Learning Timeline
Key Insights
Core Concepts of the Agent Development Kit (ADK)
To build an agent with ADK, you need to understand several key components:
- **Agent**: Your application's core logic. ADK provides various agent types, the most fundamental being the 'LLM Agent'.
- **Tools**: These give your agent 'skills,' such as accessing external APIs or custom functions.
- **Runner**: The component that ties everything (agent, tools) together and manages interaction sessions.
- **Session**: Stores conversation history, allowing the agent to 'remember' previous interactions.
Claude Integration Options with ADK
There are two main ways to use Claude models with ADK:
1. **Via LiteLLM**: The standard method if you are already familiar with the LiteLLM ecosystem.
2. **Via LLM Registry Vertex**: A pre-built integration provided by the Vertex AI team. It offers a cleaner way to connect models to your agent, as shown in this tutorial.
Step by Step
Setting Up the File Structure for Your Agent
- In your project directory, create a Python file named `agent.py`. This file will contain your agent's core logic.

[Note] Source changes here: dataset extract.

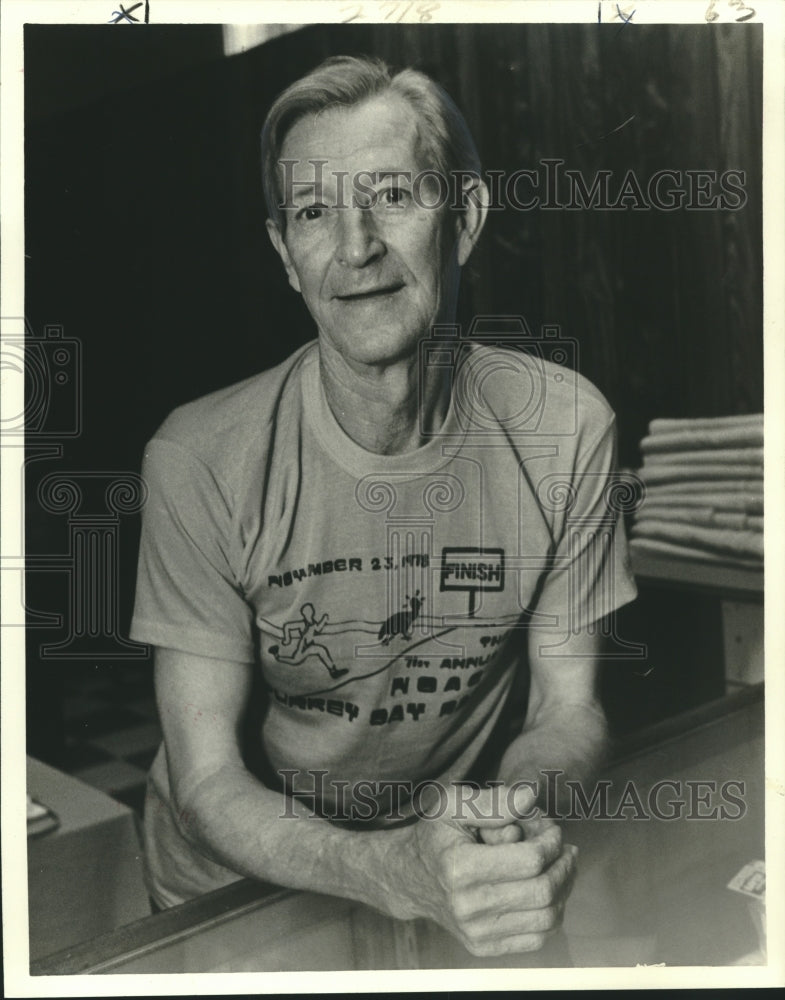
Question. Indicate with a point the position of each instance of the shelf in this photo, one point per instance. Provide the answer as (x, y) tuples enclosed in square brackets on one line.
[(722, 579)]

- Create a file for environment variables (e.g., `.env`). This file will store your configurations and API keys.
- Create an empty file named `__init__.py`. This turns your directory into a Python package that ADK can recognize.
Defining a Basic Agent in agent.py
- Open your `agent.py` file.
- Import the `LLMAgent` class and the model class you want to use (e.g., `Claude`) from the ADK library.

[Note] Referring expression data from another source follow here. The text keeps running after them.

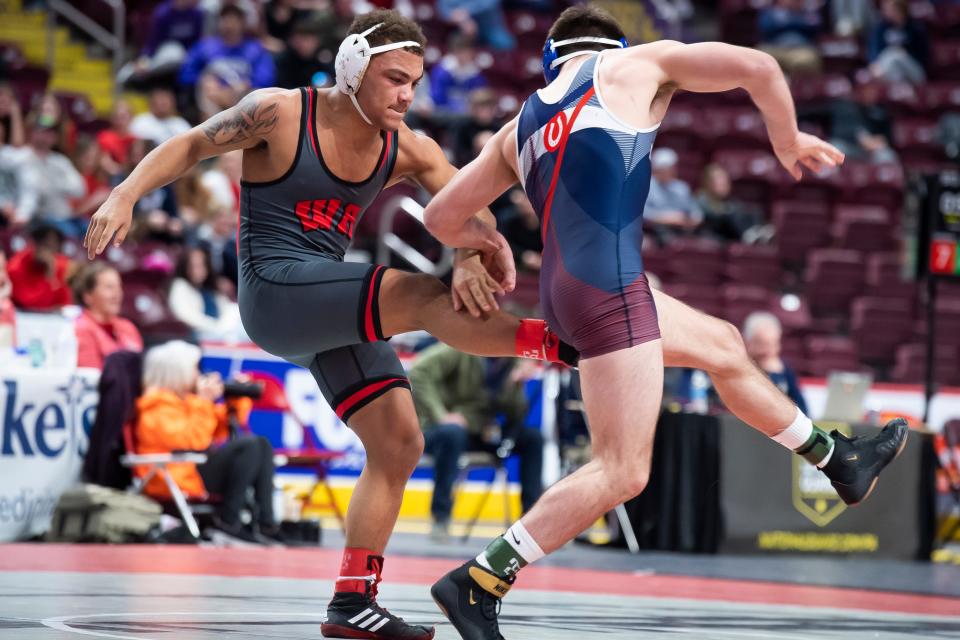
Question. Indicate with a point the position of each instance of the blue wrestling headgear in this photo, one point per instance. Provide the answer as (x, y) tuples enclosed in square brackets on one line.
[(552, 62)]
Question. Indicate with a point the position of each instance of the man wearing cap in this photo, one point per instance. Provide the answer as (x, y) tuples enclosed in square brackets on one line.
[(670, 201), (313, 161), (48, 181)]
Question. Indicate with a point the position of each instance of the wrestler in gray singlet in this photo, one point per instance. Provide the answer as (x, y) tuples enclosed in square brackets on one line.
[(298, 299)]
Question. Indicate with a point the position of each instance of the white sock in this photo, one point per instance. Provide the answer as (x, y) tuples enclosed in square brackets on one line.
[(796, 434), (520, 539), (823, 463)]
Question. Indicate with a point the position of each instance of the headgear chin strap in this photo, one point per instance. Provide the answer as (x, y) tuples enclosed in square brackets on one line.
[(353, 58), (552, 62)]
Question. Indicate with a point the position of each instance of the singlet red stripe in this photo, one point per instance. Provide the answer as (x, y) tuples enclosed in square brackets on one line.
[(312, 122), (368, 316), (556, 168), (386, 151), (359, 396)]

- Create an instance of the `LLMAgent` class to start defining your agent.
- Inside the `LLMAgent` parentheses, set the following parameters:
- - `name`: Give your agent a unique name (e.g., 'birthday-planner').
- - `model`: Specify the LLM model to be used (e.g., `Claude(model: 'claude-3-sonnet@20240229')`).

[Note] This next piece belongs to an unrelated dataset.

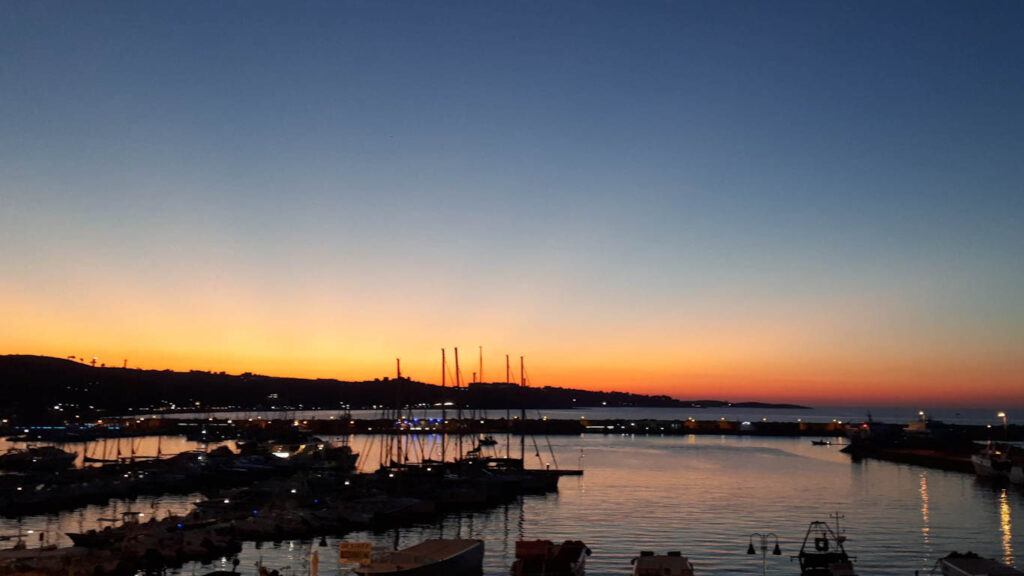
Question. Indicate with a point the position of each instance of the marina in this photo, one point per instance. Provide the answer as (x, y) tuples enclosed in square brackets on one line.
[(696, 493)]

- - `description`: Write a short description of your agent's function.
- - `instructions`: Provide detailed instructions or a system prompt on how the agent should behave.
Running and Interacting with Your Agent
- Open your terminal or command prompt.
- Navigate to the root directory of your agent project.
- Execute the command `adk run <agent_name>`, for example: `adk run birthday-planner`.
- The system will start an interactive session in the terminal.
- You can now start 'chatting' or giving instructions directly to your agent to test its functionality.